Lyminge Parish Church from the north east
The church at Lyminge sits on a chalk bluff overlooking the spring now known as St Ethelburga’s Well that is one of the sources of the Nailbourne. The evidence of flint working found during the recent archaeological excavations shows that people were attracted to this area as early as perhaps 11-10,000 BC. A Bronze Age barrow has been found on Tayne Field, as well as other burials of a slightly later date. Subsequently, Germanic settlers arrived in the area and there is evidence of settlement from the end of the 5th Century AD, less than 100 years after the end of Roman rule. In the 6th and 7th Centuries, a royal estate was established on Tayne Field with a succession of magnificent feasting halls.
It was the presence of the royal estate that led to the arrival of Queen AEthelburh. She was the sister of Eadbald, King of Kent. When her husband Edwin King of Northumbria was killed in battle in AD 633, she returned to Kent. At Lyminge, she is recorded as having created one of the first monasteries in southern England. This was less than 40 years after St Augustine had arrived with his mission from Rome, sent by Pope Gregory the Great to convert the pagan English.

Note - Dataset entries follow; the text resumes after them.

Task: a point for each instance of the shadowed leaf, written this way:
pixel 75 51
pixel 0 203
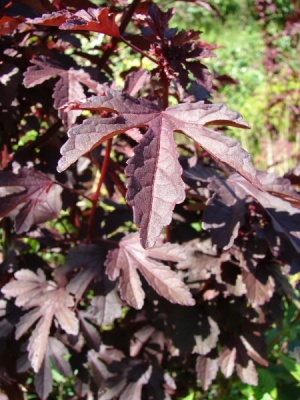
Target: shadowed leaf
pixel 130 258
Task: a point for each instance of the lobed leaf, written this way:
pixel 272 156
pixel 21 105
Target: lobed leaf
pixel 130 258
pixel 48 302
pixel 38 197
pixel 154 174
pixel 206 369
pixel 94 19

Excavations by Dr Gabor Thomas of the University of Reading have demonstrated the presence of a monastic community south of the Parish Church from at least the end of the 7th Century. You can read more about these excavations here . The presence of this monastery and the feasting halls on Tayne Field make Lyminge a site of major significance because such finds are very rare. But this is not all. There are masonry remains to the south of the church that suggest Lyminge is even more significant.
The Rector of Lyminge from 1854 was Canon Robert Jenkins. Whether he came to Lyminge because he thought there were things to find, or whether, having arrived, he was just curious is unknown. But from the late 1850s, he undertook a series of excavations in and around the churchyard that uncovered what appeared to be an early church. An illustration of some of what he found appears below.

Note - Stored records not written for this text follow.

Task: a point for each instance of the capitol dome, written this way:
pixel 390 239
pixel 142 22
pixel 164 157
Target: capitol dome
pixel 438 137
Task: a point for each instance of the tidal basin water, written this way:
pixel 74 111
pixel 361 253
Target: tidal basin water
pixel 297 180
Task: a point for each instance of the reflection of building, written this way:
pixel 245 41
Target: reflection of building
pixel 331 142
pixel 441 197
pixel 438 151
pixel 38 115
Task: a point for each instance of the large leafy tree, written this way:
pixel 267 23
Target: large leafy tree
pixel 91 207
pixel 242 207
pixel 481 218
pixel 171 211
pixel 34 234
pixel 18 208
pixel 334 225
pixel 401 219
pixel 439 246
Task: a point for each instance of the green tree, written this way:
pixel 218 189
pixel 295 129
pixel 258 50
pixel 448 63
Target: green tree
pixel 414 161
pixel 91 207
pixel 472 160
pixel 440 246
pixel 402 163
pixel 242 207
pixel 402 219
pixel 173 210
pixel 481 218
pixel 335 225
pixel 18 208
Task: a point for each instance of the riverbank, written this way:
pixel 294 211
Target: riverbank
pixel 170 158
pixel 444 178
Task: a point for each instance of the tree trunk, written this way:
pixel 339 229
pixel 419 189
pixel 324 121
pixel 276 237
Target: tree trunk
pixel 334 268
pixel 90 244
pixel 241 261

The masonry structure excavated to the south of the present Parish Church, c 1860
Canon Jenkins went on to discover a number of walls and he imagined that these were all part of a single massive structure. Unfortunately, the Canon did not write up his finds very well and this leaves a host of questions. Moreover the walls he found were fragile and it was decided to cover them up again in 1929. So now we are left with many questions. The surviving descriptions and illustrations suggest that we may have in Lyminge one of the first masonry churches built in England since the end of the Roman occupation. This is why Historic England, the national agency that protects the country’s heritage, has described the site at Lyminge as of “outstanding importance”. John Blair, Professor of Medieval History and Archaeology at the University of Oxford and author of ‘The Church in Anglo-Saxon Society’ has written in support of our project saying that the structure found by Canon Jenkins is ‘among the most important early Anglo-Saxon church remains ever excavated in southern England’. Our project is aimed at understanding exactly what Canon Jenkins found and hopefully identifying how old the structure actually is. We know it is early but not exactly how early. You can read more about Canon Jenkins’ excavations here
To put this in context, the earliest parts of the current Parish Church date to around the time of the Norman Conquest. There is debate about whether they are earlier or later, but they are around 1,000 years old. The round-headed windows in the chancel are made of re-used Roman brick and this illustrates how the earliest standing masonry within the current church recycles material from older structures. At the time the oldest parts of the present church were built, the earlier church found by Canon Jenkins was probably as old as the Spanish Armada is to us.
The chancel at Lyminge
The interior of the chancel showing the early windows capped with Roman brick
We also have an enigmatic niche in the south wall that may be a remnant of the shrine to St Eadburh. This shrine would have been in the church discovered by Canon Jenkins. The north wall of that church underlies the south wall of the present church. So what is now outside the present church was once inside the early church found by Canon Jenkins. This niche, which is now blocked on the inside of the present church may have provided a way to see or touch the shrine that once stood in the area that is now outside the church. You can read more about Queen Æthelburh and how she has been confused with St Eadburh here
The enigmatic niche in the south wall. The grassy area is where the shrine of St Eadburh may once have stood, visible from the inside of the church through the niche
The current parish church is itself a church of great significance and it is listed as Grade 1 by Historic England. The remains discovered by Canon Jenkins make the site vastly more important because early stone churches are very, very rare.